Inherited member function accessing data members

Question

Consider the sample code below:

#include <iostream>

using namespace std;

class A
{
    private:
        static int a;
        int b;

    protected:

    public:

        A() : b(0) {}

        void modify()
        {
            a++;
            b++;
        }

        void display()
        {
            cout << a <<"\n";
            cout << b <<"\n";
        }

};

int A::a=0;

class B : public A {

    private:
        int b;

    public:
        B(): b(5)
        {
        }

};

int main()
{
    A ob1;
    B ob2;
    ob1.display();
    ob2.display();

    return 0;

}

In the code above, the class A has a private data member band class B also has a private data member b. The function display() is used to display the data members. When i invoke display() using ob1.display(), display() accesses the private data member b of class A. I understand that. But when i invoke display using ob2.display, which b does display() access? Is it the b of class A or b of class B? Kindly explain the why it accesses class A's b or class B's b

Answer 1

It will access A::b. The display method implementation in class A has no clue about the existence of B::b at all, let alone using it. For all intents and purposes, B::b is separate from A::b. Only in the scope of B itself, the name conflict makes b refer to B::b, hiding A::b. Member variables cannot be virtual.

Answer 2

ob2.display() will access the derived class member.
The member function call is always evaluated on this, this->display() the this in case points to object of your Base class and hence any reference to b inside the display() function is evaluated as this->b which is b of the Base class.

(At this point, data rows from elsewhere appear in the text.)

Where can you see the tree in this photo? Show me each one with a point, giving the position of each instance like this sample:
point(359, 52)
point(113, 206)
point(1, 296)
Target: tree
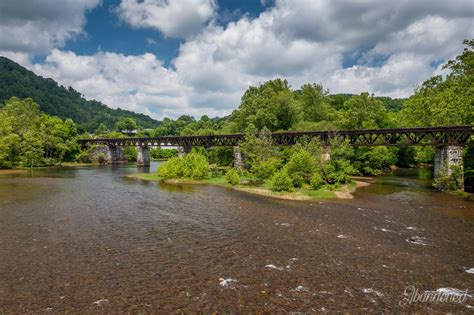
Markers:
point(271, 105)
point(363, 111)
point(312, 101)
point(448, 101)
point(126, 125)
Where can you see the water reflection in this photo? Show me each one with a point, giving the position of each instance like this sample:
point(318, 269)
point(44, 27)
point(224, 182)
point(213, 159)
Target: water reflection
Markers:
point(72, 237)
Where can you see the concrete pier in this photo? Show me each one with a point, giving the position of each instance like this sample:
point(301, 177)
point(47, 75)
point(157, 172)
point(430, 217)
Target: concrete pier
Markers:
point(238, 161)
point(113, 154)
point(182, 150)
point(143, 156)
point(326, 154)
point(445, 157)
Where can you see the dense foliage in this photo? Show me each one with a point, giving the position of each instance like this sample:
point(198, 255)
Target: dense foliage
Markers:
point(31, 138)
point(193, 165)
point(271, 106)
point(60, 101)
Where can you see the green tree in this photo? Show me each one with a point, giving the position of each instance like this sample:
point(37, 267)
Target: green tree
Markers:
point(363, 112)
point(126, 125)
point(448, 101)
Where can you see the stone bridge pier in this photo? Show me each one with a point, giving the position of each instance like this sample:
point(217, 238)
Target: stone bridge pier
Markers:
point(143, 155)
point(446, 157)
point(113, 154)
point(182, 150)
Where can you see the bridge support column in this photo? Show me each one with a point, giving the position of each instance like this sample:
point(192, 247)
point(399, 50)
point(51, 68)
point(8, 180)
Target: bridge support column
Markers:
point(143, 155)
point(238, 161)
point(182, 150)
point(115, 155)
point(326, 154)
point(446, 157)
point(112, 154)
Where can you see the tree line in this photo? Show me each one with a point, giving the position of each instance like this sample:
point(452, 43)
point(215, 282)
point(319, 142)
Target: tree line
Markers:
point(29, 137)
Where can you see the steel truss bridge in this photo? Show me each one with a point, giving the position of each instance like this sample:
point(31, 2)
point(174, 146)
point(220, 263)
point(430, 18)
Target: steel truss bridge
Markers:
point(423, 136)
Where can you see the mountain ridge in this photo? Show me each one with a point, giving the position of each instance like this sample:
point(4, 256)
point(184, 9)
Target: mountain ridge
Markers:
point(57, 100)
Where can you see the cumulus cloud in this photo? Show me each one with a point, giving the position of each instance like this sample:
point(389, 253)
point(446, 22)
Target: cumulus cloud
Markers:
point(36, 26)
point(391, 47)
point(174, 18)
point(139, 83)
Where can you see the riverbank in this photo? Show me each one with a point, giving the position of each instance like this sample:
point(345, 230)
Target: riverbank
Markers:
point(298, 194)
point(11, 171)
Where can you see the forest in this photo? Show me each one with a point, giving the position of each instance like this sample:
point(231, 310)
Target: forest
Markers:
point(29, 137)
point(56, 100)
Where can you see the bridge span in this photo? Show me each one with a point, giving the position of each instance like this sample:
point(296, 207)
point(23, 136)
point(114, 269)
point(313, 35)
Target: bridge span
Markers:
point(448, 141)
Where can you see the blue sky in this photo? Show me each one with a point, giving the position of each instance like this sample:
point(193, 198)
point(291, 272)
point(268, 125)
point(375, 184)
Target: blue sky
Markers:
point(106, 32)
point(166, 58)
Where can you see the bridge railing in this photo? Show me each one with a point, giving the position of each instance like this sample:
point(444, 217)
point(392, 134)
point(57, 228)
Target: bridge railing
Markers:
point(420, 136)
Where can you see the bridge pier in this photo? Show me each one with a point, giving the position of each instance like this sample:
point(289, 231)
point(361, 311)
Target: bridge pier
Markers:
point(326, 153)
point(445, 157)
point(182, 150)
point(143, 155)
point(113, 154)
point(238, 161)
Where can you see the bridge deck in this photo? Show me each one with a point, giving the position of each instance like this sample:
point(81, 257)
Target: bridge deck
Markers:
point(421, 136)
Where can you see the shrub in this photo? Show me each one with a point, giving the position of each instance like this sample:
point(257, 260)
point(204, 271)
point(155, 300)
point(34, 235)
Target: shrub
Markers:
point(130, 154)
point(265, 169)
point(84, 157)
point(281, 181)
point(339, 171)
point(232, 177)
point(101, 158)
point(193, 165)
point(449, 182)
point(317, 181)
point(170, 169)
point(301, 167)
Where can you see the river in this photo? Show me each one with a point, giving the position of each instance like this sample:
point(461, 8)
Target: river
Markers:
point(90, 240)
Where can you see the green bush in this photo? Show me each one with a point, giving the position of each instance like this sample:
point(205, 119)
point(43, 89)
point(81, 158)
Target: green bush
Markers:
point(449, 182)
point(101, 158)
point(84, 157)
point(193, 165)
point(317, 181)
point(265, 169)
point(301, 167)
point(232, 177)
point(130, 154)
point(339, 171)
point(281, 181)
point(161, 154)
point(171, 168)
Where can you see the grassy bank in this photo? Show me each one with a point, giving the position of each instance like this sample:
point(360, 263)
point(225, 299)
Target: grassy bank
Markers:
point(326, 192)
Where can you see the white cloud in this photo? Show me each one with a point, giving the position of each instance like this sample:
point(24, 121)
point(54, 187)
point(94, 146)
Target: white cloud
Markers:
point(138, 83)
point(395, 47)
point(174, 18)
point(36, 26)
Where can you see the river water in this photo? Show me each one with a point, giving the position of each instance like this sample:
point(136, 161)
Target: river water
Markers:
point(90, 240)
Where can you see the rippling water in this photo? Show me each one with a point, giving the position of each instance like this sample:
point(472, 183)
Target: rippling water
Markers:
point(92, 240)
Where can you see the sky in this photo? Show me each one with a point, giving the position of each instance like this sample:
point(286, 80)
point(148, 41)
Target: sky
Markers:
point(166, 58)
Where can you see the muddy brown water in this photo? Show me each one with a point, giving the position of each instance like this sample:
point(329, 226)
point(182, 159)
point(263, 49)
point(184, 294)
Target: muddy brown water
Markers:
point(90, 240)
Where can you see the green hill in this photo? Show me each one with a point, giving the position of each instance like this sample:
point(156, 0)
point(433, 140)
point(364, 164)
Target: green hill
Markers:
point(59, 101)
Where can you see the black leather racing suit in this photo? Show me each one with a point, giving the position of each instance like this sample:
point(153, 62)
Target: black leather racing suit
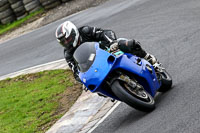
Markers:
point(105, 37)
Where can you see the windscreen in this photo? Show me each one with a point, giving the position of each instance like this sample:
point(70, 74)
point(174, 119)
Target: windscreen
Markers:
point(85, 55)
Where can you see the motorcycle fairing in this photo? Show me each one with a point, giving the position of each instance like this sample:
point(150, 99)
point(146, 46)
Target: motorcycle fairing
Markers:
point(101, 67)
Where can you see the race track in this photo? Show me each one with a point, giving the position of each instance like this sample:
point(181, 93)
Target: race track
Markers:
point(169, 29)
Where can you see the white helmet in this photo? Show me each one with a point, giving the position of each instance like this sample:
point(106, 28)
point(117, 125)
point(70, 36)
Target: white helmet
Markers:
point(67, 35)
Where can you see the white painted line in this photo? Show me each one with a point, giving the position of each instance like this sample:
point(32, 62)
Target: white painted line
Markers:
point(103, 118)
point(30, 69)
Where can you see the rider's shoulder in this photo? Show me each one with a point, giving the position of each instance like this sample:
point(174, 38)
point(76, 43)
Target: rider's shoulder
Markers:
point(85, 29)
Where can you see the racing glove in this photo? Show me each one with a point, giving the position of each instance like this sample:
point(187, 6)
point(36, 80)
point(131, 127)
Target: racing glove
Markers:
point(114, 46)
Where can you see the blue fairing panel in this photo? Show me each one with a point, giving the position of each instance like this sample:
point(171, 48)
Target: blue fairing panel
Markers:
point(98, 71)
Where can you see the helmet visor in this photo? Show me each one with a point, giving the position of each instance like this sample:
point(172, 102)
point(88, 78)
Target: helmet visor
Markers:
point(68, 42)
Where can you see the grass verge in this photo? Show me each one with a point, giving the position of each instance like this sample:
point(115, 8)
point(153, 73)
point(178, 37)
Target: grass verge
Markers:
point(33, 102)
point(17, 23)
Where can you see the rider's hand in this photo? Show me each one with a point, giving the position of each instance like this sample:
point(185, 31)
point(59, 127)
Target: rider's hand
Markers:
point(114, 46)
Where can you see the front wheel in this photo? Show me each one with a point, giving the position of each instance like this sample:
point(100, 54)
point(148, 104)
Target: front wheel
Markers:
point(133, 95)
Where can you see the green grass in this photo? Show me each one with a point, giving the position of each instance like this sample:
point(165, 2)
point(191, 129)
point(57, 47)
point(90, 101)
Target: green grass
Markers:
point(31, 103)
point(17, 23)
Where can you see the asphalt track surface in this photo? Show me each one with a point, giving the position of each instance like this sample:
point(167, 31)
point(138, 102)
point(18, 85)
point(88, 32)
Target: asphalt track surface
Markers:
point(170, 29)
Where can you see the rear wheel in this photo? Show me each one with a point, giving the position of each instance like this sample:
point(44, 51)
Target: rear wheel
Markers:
point(134, 95)
point(166, 81)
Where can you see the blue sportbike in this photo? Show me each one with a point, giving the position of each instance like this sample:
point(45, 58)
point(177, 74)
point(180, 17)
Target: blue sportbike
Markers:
point(121, 76)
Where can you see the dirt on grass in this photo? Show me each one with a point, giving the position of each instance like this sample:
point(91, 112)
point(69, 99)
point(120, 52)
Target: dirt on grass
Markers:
point(67, 99)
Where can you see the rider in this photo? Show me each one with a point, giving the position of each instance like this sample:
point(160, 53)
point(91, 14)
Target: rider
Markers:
point(69, 36)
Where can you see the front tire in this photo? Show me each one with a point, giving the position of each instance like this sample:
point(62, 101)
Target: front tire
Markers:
point(140, 99)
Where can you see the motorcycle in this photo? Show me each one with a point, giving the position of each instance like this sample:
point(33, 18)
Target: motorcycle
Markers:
point(121, 76)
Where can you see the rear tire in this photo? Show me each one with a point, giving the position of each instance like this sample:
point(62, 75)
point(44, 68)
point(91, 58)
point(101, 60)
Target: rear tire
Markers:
point(166, 81)
point(122, 90)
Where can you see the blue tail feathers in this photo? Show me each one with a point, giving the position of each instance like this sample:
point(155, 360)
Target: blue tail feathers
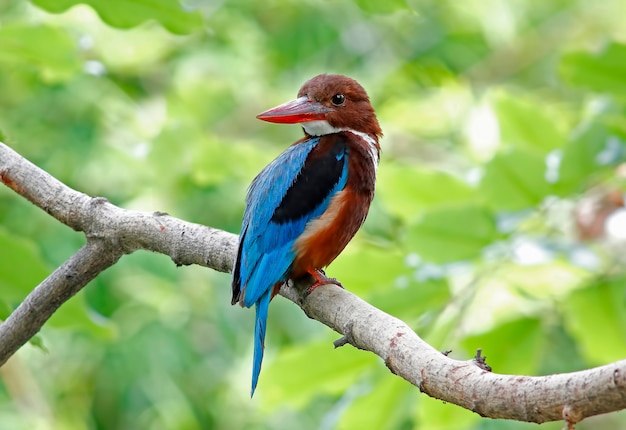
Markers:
point(262, 306)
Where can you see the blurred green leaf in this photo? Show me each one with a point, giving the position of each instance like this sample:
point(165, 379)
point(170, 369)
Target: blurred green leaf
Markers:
point(512, 347)
point(412, 301)
point(131, 13)
point(452, 234)
point(515, 180)
point(327, 370)
point(434, 414)
point(596, 317)
point(384, 407)
point(22, 267)
point(602, 72)
point(48, 50)
point(580, 160)
point(408, 191)
point(528, 123)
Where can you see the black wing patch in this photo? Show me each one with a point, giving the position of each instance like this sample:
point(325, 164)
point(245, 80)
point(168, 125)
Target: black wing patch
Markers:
point(319, 175)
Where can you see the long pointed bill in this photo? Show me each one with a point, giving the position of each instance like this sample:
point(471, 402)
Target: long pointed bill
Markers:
point(301, 109)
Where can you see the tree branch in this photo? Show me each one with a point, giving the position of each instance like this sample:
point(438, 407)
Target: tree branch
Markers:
point(112, 232)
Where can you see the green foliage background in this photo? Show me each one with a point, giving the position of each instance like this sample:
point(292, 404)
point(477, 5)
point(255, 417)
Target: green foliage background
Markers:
point(499, 116)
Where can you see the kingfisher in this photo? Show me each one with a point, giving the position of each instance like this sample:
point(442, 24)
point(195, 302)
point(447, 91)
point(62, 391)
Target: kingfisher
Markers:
point(304, 207)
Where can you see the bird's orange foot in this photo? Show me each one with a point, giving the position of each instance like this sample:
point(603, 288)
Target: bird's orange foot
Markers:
point(321, 279)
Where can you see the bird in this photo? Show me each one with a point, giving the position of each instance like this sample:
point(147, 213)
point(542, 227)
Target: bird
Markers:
point(305, 206)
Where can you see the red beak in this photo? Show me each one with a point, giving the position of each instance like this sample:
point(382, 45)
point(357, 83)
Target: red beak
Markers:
point(301, 109)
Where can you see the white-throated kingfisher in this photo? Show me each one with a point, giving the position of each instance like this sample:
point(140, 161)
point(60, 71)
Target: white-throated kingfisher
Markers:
point(306, 205)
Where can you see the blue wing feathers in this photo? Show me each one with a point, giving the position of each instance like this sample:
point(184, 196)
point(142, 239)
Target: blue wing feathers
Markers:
point(266, 249)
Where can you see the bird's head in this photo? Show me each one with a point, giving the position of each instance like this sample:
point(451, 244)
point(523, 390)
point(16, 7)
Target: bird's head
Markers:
point(328, 104)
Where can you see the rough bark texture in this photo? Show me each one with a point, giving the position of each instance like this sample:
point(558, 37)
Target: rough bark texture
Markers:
point(112, 232)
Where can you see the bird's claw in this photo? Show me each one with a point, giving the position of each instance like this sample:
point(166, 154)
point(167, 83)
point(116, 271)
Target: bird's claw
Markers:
point(321, 279)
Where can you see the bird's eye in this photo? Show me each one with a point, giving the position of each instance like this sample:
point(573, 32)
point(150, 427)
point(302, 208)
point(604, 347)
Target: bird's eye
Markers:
point(338, 99)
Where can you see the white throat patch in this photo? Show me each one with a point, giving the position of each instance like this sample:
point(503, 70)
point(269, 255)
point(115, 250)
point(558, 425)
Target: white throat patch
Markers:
point(319, 128)
point(322, 127)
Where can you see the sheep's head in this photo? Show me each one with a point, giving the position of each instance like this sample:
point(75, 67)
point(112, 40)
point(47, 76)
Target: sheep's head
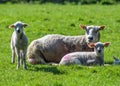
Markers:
point(18, 26)
point(92, 33)
point(99, 46)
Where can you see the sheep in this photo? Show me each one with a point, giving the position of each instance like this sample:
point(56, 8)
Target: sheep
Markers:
point(19, 43)
point(51, 48)
point(116, 60)
point(86, 58)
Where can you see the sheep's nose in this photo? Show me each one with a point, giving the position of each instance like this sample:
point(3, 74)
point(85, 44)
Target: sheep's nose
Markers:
point(90, 37)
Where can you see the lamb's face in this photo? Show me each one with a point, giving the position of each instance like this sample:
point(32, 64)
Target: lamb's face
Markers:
point(99, 47)
point(18, 26)
point(92, 33)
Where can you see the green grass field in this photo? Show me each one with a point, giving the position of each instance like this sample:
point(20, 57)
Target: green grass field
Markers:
point(59, 19)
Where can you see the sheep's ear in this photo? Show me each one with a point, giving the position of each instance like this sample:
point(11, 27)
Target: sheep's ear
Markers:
point(83, 26)
point(102, 27)
point(106, 44)
point(91, 45)
point(12, 26)
point(25, 25)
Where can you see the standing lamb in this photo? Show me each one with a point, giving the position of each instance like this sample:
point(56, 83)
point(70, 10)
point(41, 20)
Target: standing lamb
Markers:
point(19, 42)
point(86, 58)
point(51, 48)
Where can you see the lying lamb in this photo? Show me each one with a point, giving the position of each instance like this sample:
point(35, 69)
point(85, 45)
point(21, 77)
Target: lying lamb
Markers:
point(19, 42)
point(116, 60)
point(86, 58)
point(51, 48)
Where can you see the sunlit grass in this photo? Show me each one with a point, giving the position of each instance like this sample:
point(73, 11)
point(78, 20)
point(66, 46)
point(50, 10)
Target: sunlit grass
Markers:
point(59, 19)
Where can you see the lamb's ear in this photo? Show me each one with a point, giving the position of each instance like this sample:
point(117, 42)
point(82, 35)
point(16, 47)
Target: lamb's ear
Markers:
point(25, 24)
point(12, 26)
point(83, 26)
point(91, 45)
point(101, 27)
point(106, 44)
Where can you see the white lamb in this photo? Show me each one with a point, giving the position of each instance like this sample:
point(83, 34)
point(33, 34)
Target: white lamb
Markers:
point(19, 42)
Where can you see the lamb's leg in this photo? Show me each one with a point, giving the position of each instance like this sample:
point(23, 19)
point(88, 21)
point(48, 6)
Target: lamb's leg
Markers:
point(13, 55)
point(21, 58)
point(18, 55)
point(24, 59)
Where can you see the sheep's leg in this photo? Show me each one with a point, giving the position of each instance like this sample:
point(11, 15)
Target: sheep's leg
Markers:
point(13, 55)
point(18, 55)
point(24, 59)
point(21, 58)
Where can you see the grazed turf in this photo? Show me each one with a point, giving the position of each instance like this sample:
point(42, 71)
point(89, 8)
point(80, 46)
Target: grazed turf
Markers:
point(59, 19)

This is because display() of the Base class has no knowledge of whether any other class derives from it. Base class is always independent of the Derived class. To solve a problem the uual pattern followed is to provide a display() method in the Derived class which then in turn calls the dsiplay() method of the Base class.

void B::display()
{
    //cout << a <<"\n";
    cout << b <<"\n";
    A::display();    
}

Answer 3

It is class A. A::display() cannot access B private members.